Le Congrès continue d’enquêter sur l’utilisation de Binance par l’Iran. Le sénateur Richard Blumenthal (Démocrate du Connecticut) a envoyé vendredi des lettres demandant des détails sur le statut de deux moniteurs chargés de superviser le plus grand échange cryptographique au monde et ses opérations de conformité.
“Je vous écris avec inquiétude face aux allégations croissantes de la part de Binance d’une prévention dangereusement laxiste en matière de lutte contre le blanchiment d’argent”, a déclaré Blumenthal dans des lettres envoyées au ministère de la Justice et au réseau de lutte contre la criminalité financière du Trésor américain.
Les porte-parole du ministère de la Justice et du FinCEN n’ont pas immédiatement répondu aux demandes de commentaires.
Dans le cadre d’un règlement de 2023 avec Binance concernant les manquements à la conformité, le gouvernement américain a installé deux moniteurs, relevant séparément du DOJ et du FinCEN, pour garantir que la bourse met en œuvre des mesures appropriées pour examiner son programme de conformité. La surveillance, qui a débuté en 2024, faisait partie d’un accord de plaidoyer plus large dans lequel Binance a payé une amende de 4,3 milliards de dollars pour ne pas avoir imposé une surveillance et des sanctions adéquates en matière de blanchiment d’argent.
Binance a depuis tenté de projeter une image de responsabilité d’entreprise, mais des rapports récents sur les flux cryptographiques iraniens ont conduit Blumenthal, ainsi que d’autres démocrates du Sénat, à enquêter sur l’échange cryptographique et sur l’administration Trump pour savoir si les opérations internes de l’échange correspondent à sa rhétorique publique.
Au milieu des échanges publics, les deux superviseurs de Binance, dont les tâches consistent notamment à signaler toute mauvaise conduite, sont restés silencieux.
Frances McLeod, monitrice élue par le ministère de la Justice et associée fondatrice du cabinet de conseil Forensic Risk Alliance, n’a pas immédiatement répondu à une demande de commentaire. Sharon Cohen Levin, superviseure du FinCEN et associée du cabinet d’avocats Sullivan & Cromwell non plus.
Suivi interrompu ?
L’interrogatoire de Blumenthal intervient après que plusieurs médias ont rapporté que Binance avait licencié des enquêteurs internes qui avaient averti les hauts dirigeants que plus d’un milliard de dollars avaient transité par l’échange vers des portefeuilles liés à l’Iran. Binance a déclaré que les licenciements des enquêteurs n’étaient pas liés à ses conclusions sur les flux iraniens et que l’échange cryptographique maintenait un programme de conformité rigoureux. Les porte-parole de l’échange cryptographique n’ont pas immédiatement répondu à une demande de commentaires sur l’enquête de Blumenthal sur le statut de ses moniteurs.
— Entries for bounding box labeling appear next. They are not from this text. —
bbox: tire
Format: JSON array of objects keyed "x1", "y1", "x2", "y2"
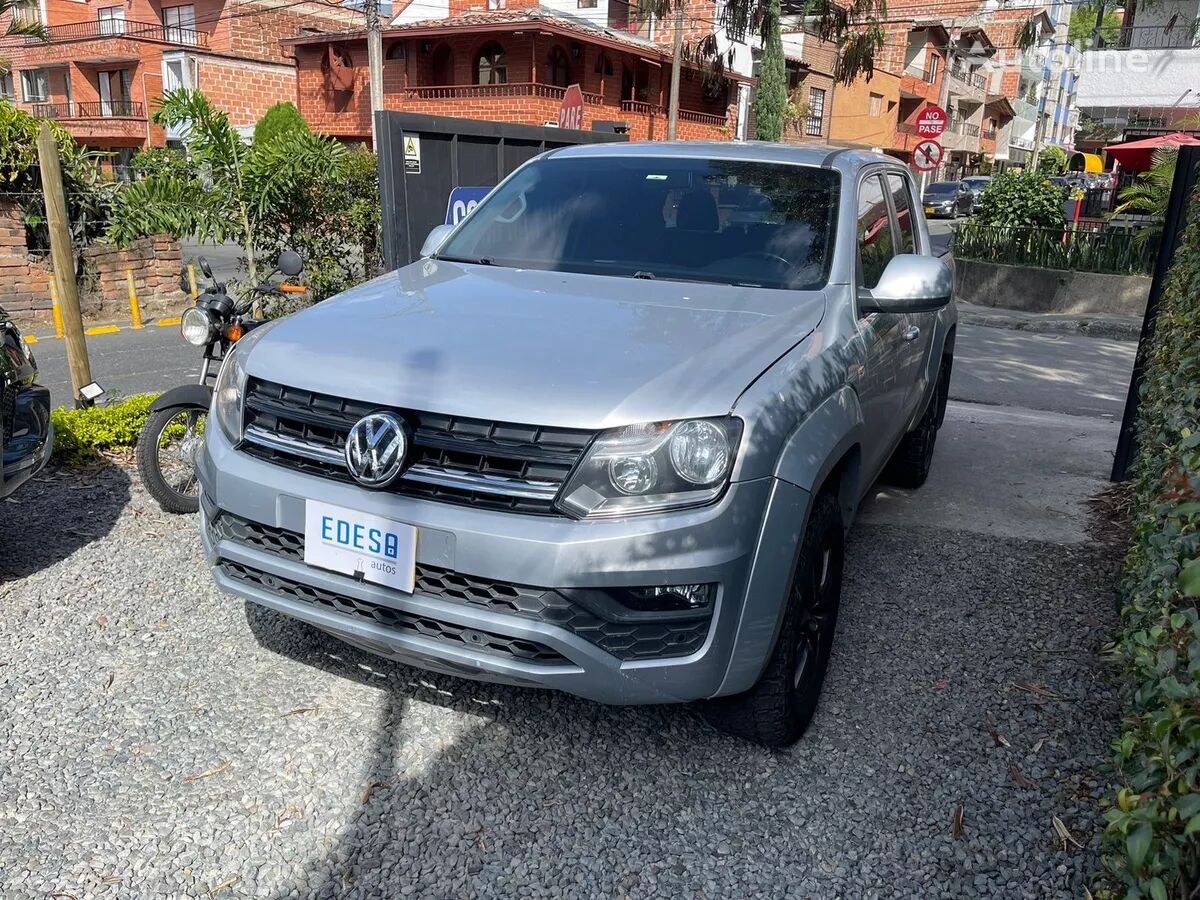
[
  {"x1": 883, "y1": 359, "x2": 952, "y2": 488},
  {"x1": 703, "y1": 491, "x2": 845, "y2": 748},
  {"x1": 137, "y1": 407, "x2": 208, "y2": 514}
]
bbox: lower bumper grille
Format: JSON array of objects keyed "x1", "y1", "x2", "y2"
[
  {"x1": 209, "y1": 510, "x2": 712, "y2": 660},
  {"x1": 218, "y1": 559, "x2": 569, "y2": 665}
]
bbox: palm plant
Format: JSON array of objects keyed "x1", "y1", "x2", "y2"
[
  {"x1": 109, "y1": 90, "x2": 347, "y2": 284},
  {"x1": 0, "y1": 0, "x2": 47, "y2": 74},
  {"x1": 1109, "y1": 146, "x2": 1180, "y2": 244}
]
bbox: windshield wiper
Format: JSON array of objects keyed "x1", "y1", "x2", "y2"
[{"x1": 433, "y1": 253, "x2": 492, "y2": 265}]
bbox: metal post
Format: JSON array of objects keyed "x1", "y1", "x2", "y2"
[
  {"x1": 37, "y1": 122, "x2": 91, "y2": 406},
  {"x1": 1110, "y1": 146, "x2": 1200, "y2": 481},
  {"x1": 667, "y1": 0, "x2": 686, "y2": 140},
  {"x1": 365, "y1": 0, "x2": 383, "y2": 152},
  {"x1": 125, "y1": 269, "x2": 142, "y2": 329}
]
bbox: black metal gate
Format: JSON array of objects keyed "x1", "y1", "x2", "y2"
[
  {"x1": 377, "y1": 112, "x2": 629, "y2": 269},
  {"x1": 1111, "y1": 146, "x2": 1200, "y2": 481}
]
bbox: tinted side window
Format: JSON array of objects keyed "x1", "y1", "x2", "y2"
[
  {"x1": 888, "y1": 175, "x2": 917, "y2": 253},
  {"x1": 858, "y1": 175, "x2": 896, "y2": 289}
]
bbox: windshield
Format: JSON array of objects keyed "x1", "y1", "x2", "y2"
[{"x1": 437, "y1": 156, "x2": 839, "y2": 290}]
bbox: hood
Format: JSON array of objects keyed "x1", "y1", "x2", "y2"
[{"x1": 246, "y1": 259, "x2": 824, "y2": 428}]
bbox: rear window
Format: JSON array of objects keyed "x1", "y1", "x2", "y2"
[{"x1": 438, "y1": 156, "x2": 839, "y2": 290}]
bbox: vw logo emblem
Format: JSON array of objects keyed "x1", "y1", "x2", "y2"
[{"x1": 346, "y1": 413, "x2": 408, "y2": 487}]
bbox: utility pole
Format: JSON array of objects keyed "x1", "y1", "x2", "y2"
[
  {"x1": 667, "y1": 0, "x2": 688, "y2": 140},
  {"x1": 365, "y1": 0, "x2": 383, "y2": 152},
  {"x1": 37, "y1": 122, "x2": 91, "y2": 406},
  {"x1": 1088, "y1": 0, "x2": 1104, "y2": 50}
]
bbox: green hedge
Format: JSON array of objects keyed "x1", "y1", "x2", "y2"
[
  {"x1": 1105, "y1": 181, "x2": 1200, "y2": 900},
  {"x1": 50, "y1": 394, "x2": 157, "y2": 464}
]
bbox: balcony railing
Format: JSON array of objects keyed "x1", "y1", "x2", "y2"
[
  {"x1": 32, "y1": 100, "x2": 145, "y2": 119},
  {"x1": 1091, "y1": 19, "x2": 1200, "y2": 50},
  {"x1": 25, "y1": 19, "x2": 209, "y2": 47},
  {"x1": 404, "y1": 82, "x2": 604, "y2": 106},
  {"x1": 950, "y1": 67, "x2": 988, "y2": 90}
]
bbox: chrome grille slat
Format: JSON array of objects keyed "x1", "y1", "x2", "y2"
[{"x1": 241, "y1": 378, "x2": 593, "y2": 515}]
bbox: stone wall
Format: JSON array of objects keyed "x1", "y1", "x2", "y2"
[
  {"x1": 0, "y1": 203, "x2": 188, "y2": 326},
  {"x1": 954, "y1": 259, "x2": 1151, "y2": 316}
]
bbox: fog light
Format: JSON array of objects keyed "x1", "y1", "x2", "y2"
[{"x1": 620, "y1": 584, "x2": 716, "y2": 612}]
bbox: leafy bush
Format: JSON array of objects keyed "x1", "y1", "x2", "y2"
[
  {"x1": 1038, "y1": 144, "x2": 1067, "y2": 178},
  {"x1": 0, "y1": 101, "x2": 118, "y2": 250},
  {"x1": 974, "y1": 172, "x2": 1064, "y2": 228},
  {"x1": 1105, "y1": 172, "x2": 1200, "y2": 900},
  {"x1": 254, "y1": 101, "x2": 312, "y2": 144},
  {"x1": 50, "y1": 394, "x2": 156, "y2": 464}
]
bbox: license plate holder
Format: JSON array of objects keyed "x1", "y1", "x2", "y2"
[{"x1": 304, "y1": 500, "x2": 418, "y2": 594}]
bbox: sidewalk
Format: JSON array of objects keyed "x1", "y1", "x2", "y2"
[{"x1": 958, "y1": 300, "x2": 1141, "y2": 341}]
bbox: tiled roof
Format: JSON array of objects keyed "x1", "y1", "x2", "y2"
[{"x1": 386, "y1": 6, "x2": 666, "y2": 55}]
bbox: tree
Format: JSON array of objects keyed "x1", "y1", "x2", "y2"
[
  {"x1": 109, "y1": 91, "x2": 380, "y2": 300},
  {"x1": 0, "y1": 0, "x2": 47, "y2": 74},
  {"x1": 1067, "y1": 4, "x2": 1121, "y2": 47},
  {"x1": 109, "y1": 90, "x2": 347, "y2": 284},
  {"x1": 754, "y1": 0, "x2": 788, "y2": 140},
  {"x1": 1038, "y1": 144, "x2": 1067, "y2": 176},
  {"x1": 0, "y1": 103, "x2": 118, "y2": 256},
  {"x1": 1110, "y1": 146, "x2": 1180, "y2": 244}
]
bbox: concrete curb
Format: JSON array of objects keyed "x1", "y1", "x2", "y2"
[{"x1": 959, "y1": 304, "x2": 1141, "y2": 341}]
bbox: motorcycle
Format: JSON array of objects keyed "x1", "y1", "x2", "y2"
[{"x1": 137, "y1": 250, "x2": 305, "y2": 512}]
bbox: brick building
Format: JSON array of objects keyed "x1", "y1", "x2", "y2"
[
  {"x1": 283, "y1": 0, "x2": 744, "y2": 142},
  {"x1": 0, "y1": 0, "x2": 361, "y2": 166}
]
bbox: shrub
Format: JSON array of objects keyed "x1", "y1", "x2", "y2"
[
  {"x1": 50, "y1": 394, "x2": 156, "y2": 464},
  {"x1": 974, "y1": 172, "x2": 1064, "y2": 228},
  {"x1": 254, "y1": 101, "x2": 312, "y2": 144},
  {"x1": 1105, "y1": 174, "x2": 1200, "y2": 900}
]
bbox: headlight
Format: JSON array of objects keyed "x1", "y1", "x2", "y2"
[
  {"x1": 212, "y1": 344, "x2": 246, "y2": 444},
  {"x1": 179, "y1": 306, "x2": 217, "y2": 347},
  {"x1": 559, "y1": 416, "x2": 742, "y2": 518}
]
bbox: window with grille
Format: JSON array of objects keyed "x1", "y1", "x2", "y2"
[
  {"x1": 804, "y1": 88, "x2": 824, "y2": 137},
  {"x1": 475, "y1": 42, "x2": 509, "y2": 84},
  {"x1": 20, "y1": 68, "x2": 50, "y2": 103},
  {"x1": 96, "y1": 6, "x2": 125, "y2": 36}
]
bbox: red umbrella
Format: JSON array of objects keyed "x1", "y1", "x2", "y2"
[{"x1": 1104, "y1": 131, "x2": 1200, "y2": 172}]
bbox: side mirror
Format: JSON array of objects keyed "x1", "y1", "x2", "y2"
[
  {"x1": 421, "y1": 226, "x2": 454, "y2": 258},
  {"x1": 858, "y1": 253, "x2": 954, "y2": 316},
  {"x1": 275, "y1": 250, "x2": 304, "y2": 277}
]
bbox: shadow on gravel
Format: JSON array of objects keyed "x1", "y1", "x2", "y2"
[
  {"x1": 250, "y1": 527, "x2": 1118, "y2": 900},
  {"x1": 0, "y1": 462, "x2": 131, "y2": 584}
]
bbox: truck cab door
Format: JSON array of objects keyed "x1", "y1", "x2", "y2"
[{"x1": 852, "y1": 172, "x2": 911, "y2": 480}]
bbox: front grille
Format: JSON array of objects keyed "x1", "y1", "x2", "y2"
[
  {"x1": 209, "y1": 511, "x2": 709, "y2": 660},
  {"x1": 218, "y1": 559, "x2": 570, "y2": 665},
  {"x1": 241, "y1": 378, "x2": 593, "y2": 515}
]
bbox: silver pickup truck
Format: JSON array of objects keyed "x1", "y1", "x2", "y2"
[{"x1": 199, "y1": 143, "x2": 955, "y2": 746}]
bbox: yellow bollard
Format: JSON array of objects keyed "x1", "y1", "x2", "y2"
[
  {"x1": 125, "y1": 269, "x2": 142, "y2": 336},
  {"x1": 50, "y1": 275, "x2": 62, "y2": 340}
]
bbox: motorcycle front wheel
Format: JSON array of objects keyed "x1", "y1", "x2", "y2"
[{"x1": 137, "y1": 407, "x2": 209, "y2": 512}]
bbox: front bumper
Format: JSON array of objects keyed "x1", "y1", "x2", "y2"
[
  {"x1": 0, "y1": 384, "x2": 54, "y2": 497},
  {"x1": 199, "y1": 428, "x2": 809, "y2": 703}
]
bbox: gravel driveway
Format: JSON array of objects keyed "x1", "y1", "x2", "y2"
[{"x1": 0, "y1": 466, "x2": 1117, "y2": 900}]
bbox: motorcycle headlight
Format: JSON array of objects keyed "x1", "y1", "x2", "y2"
[
  {"x1": 179, "y1": 306, "x2": 217, "y2": 347},
  {"x1": 212, "y1": 344, "x2": 246, "y2": 444},
  {"x1": 559, "y1": 416, "x2": 742, "y2": 518}
]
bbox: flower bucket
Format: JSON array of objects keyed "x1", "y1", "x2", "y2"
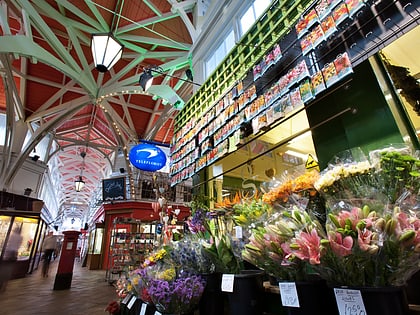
[
  {"x1": 280, "y1": 280, "x2": 338, "y2": 315},
  {"x1": 334, "y1": 286, "x2": 409, "y2": 315},
  {"x1": 226, "y1": 270, "x2": 264, "y2": 315},
  {"x1": 199, "y1": 273, "x2": 226, "y2": 315}
]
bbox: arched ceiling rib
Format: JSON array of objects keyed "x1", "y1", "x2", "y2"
[{"x1": 0, "y1": 0, "x2": 197, "y2": 223}]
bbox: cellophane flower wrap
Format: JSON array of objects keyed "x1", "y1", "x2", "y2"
[
  {"x1": 142, "y1": 261, "x2": 206, "y2": 314},
  {"x1": 202, "y1": 210, "x2": 244, "y2": 274},
  {"x1": 128, "y1": 268, "x2": 152, "y2": 303},
  {"x1": 316, "y1": 205, "x2": 420, "y2": 287},
  {"x1": 262, "y1": 168, "x2": 326, "y2": 222},
  {"x1": 242, "y1": 206, "x2": 323, "y2": 281},
  {"x1": 314, "y1": 148, "x2": 379, "y2": 207},
  {"x1": 168, "y1": 234, "x2": 215, "y2": 274},
  {"x1": 316, "y1": 148, "x2": 420, "y2": 287}
]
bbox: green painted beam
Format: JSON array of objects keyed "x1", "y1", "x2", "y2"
[{"x1": 175, "y1": 0, "x2": 313, "y2": 131}]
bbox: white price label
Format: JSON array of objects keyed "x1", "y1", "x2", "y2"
[
  {"x1": 221, "y1": 274, "x2": 235, "y2": 292},
  {"x1": 334, "y1": 288, "x2": 366, "y2": 315},
  {"x1": 279, "y1": 282, "x2": 300, "y2": 307},
  {"x1": 121, "y1": 294, "x2": 131, "y2": 304},
  {"x1": 127, "y1": 295, "x2": 137, "y2": 310},
  {"x1": 139, "y1": 303, "x2": 147, "y2": 315},
  {"x1": 235, "y1": 225, "x2": 243, "y2": 240}
]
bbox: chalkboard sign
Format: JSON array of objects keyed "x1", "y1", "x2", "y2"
[{"x1": 102, "y1": 177, "x2": 125, "y2": 201}]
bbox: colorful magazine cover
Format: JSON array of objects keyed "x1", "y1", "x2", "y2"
[
  {"x1": 332, "y1": 3, "x2": 349, "y2": 26},
  {"x1": 299, "y1": 78, "x2": 314, "y2": 103},
  {"x1": 280, "y1": 94, "x2": 293, "y2": 114},
  {"x1": 334, "y1": 52, "x2": 353, "y2": 79},
  {"x1": 345, "y1": 0, "x2": 365, "y2": 17},
  {"x1": 252, "y1": 63, "x2": 262, "y2": 81},
  {"x1": 315, "y1": 0, "x2": 331, "y2": 20},
  {"x1": 295, "y1": 60, "x2": 309, "y2": 82},
  {"x1": 311, "y1": 71, "x2": 326, "y2": 96},
  {"x1": 290, "y1": 87, "x2": 303, "y2": 108},
  {"x1": 295, "y1": 17, "x2": 308, "y2": 38},
  {"x1": 300, "y1": 33, "x2": 312, "y2": 55},
  {"x1": 272, "y1": 44, "x2": 282, "y2": 63},
  {"x1": 305, "y1": 9, "x2": 319, "y2": 28},
  {"x1": 322, "y1": 62, "x2": 338, "y2": 88},
  {"x1": 311, "y1": 24, "x2": 325, "y2": 48},
  {"x1": 265, "y1": 106, "x2": 274, "y2": 125},
  {"x1": 321, "y1": 15, "x2": 337, "y2": 38},
  {"x1": 272, "y1": 99, "x2": 284, "y2": 120}
]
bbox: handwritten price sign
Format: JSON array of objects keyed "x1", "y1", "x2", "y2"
[
  {"x1": 334, "y1": 288, "x2": 366, "y2": 315},
  {"x1": 279, "y1": 282, "x2": 300, "y2": 307}
]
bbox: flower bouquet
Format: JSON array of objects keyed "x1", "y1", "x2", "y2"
[
  {"x1": 128, "y1": 268, "x2": 152, "y2": 303},
  {"x1": 262, "y1": 168, "x2": 326, "y2": 223},
  {"x1": 202, "y1": 211, "x2": 244, "y2": 274},
  {"x1": 142, "y1": 263, "x2": 206, "y2": 314},
  {"x1": 369, "y1": 145, "x2": 420, "y2": 203},
  {"x1": 242, "y1": 206, "x2": 323, "y2": 281},
  {"x1": 316, "y1": 205, "x2": 420, "y2": 287},
  {"x1": 167, "y1": 234, "x2": 215, "y2": 274},
  {"x1": 314, "y1": 148, "x2": 379, "y2": 206}
]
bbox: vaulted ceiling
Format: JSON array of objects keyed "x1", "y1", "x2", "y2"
[{"x1": 0, "y1": 0, "x2": 197, "y2": 222}]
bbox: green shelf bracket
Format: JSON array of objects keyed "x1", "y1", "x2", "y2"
[{"x1": 175, "y1": 0, "x2": 313, "y2": 132}]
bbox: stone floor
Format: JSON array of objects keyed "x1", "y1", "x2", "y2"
[{"x1": 0, "y1": 260, "x2": 116, "y2": 315}]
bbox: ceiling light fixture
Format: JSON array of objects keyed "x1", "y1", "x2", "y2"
[
  {"x1": 91, "y1": 1, "x2": 124, "y2": 72},
  {"x1": 74, "y1": 151, "x2": 86, "y2": 192},
  {"x1": 91, "y1": 33, "x2": 124, "y2": 72},
  {"x1": 139, "y1": 66, "x2": 201, "y2": 91},
  {"x1": 74, "y1": 175, "x2": 85, "y2": 192}
]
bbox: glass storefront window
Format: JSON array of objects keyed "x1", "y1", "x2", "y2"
[
  {"x1": 8, "y1": 217, "x2": 38, "y2": 260},
  {"x1": 0, "y1": 215, "x2": 11, "y2": 254}
]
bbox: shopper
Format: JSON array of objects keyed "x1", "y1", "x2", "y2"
[
  {"x1": 42, "y1": 231, "x2": 57, "y2": 277},
  {"x1": 0, "y1": 227, "x2": 23, "y2": 292}
]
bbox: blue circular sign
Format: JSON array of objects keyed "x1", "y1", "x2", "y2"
[{"x1": 128, "y1": 143, "x2": 166, "y2": 172}]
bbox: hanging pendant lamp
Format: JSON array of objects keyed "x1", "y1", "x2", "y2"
[{"x1": 91, "y1": 33, "x2": 124, "y2": 72}]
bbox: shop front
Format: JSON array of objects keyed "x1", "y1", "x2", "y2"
[{"x1": 0, "y1": 210, "x2": 46, "y2": 278}]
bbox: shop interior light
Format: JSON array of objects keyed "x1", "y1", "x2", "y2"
[
  {"x1": 139, "y1": 66, "x2": 201, "y2": 91},
  {"x1": 139, "y1": 69, "x2": 153, "y2": 91},
  {"x1": 91, "y1": 33, "x2": 124, "y2": 72},
  {"x1": 74, "y1": 176, "x2": 85, "y2": 192}
]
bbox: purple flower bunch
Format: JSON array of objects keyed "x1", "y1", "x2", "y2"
[
  {"x1": 147, "y1": 275, "x2": 206, "y2": 314},
  {"x1": 168, "y1": 234, "x2": 215, "y2": 274},
  {"x1": 188, "y1": 209, "x2": 208, "y2": 234}
]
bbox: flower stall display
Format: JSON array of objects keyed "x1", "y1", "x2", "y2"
[
  {"x1": 169, "y1": 234, "x2": 215, "y2": 274},
  {"x1": 242, "y1": 206, "x2": 323, "y2": 281},
  {"x1": 313, "y1": 205, "x2": 420, "y2": 287},
  {"x1": 145, "y1": 262, "x2": 206, "y2": 314}
]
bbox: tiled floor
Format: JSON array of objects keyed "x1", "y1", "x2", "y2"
[{"x1": 0, "y1": 260, "x2": 116, "y2": 315}]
Les lettres du sénateur font également suite à un rapport de Reuters de 2025 selon lequel le ministère de la Justice avait suspendu ses contrôles sur les entreprises dans le cadre d’un examen informel. En mars 2025, un juge a accédé à la demande du ministère de la Justice de mettre fin à sa surveillance de Glencore, la société minière internationale prise dans un stratagème de corruption transnationale. Plus tard cette année-là, le ministère de la Justice a également supprimé l’obligation pour le constructeur aéronautique Boeing de disposer de son propre observateur indépendant.
Les critiques des contrôles, ou lorsque les gouvernements demandent à des tiers indépendants de surveiller une entreprise qui enfreint la loi, soutiennent qu’ils constituent une charge coûteuse pour les entreprises ou qu’ils sont tout simplement inefficaces.
En 2013, un tribunal américain a imposé un contrôle antitrust à Apple après avoir jugé que le géant de la technologie était impliqué dans un complot de fixation des prix. D’autres entreprises notables qui recevront des moniteurs sont Deutsche Bank, Volkswagen et Walmart.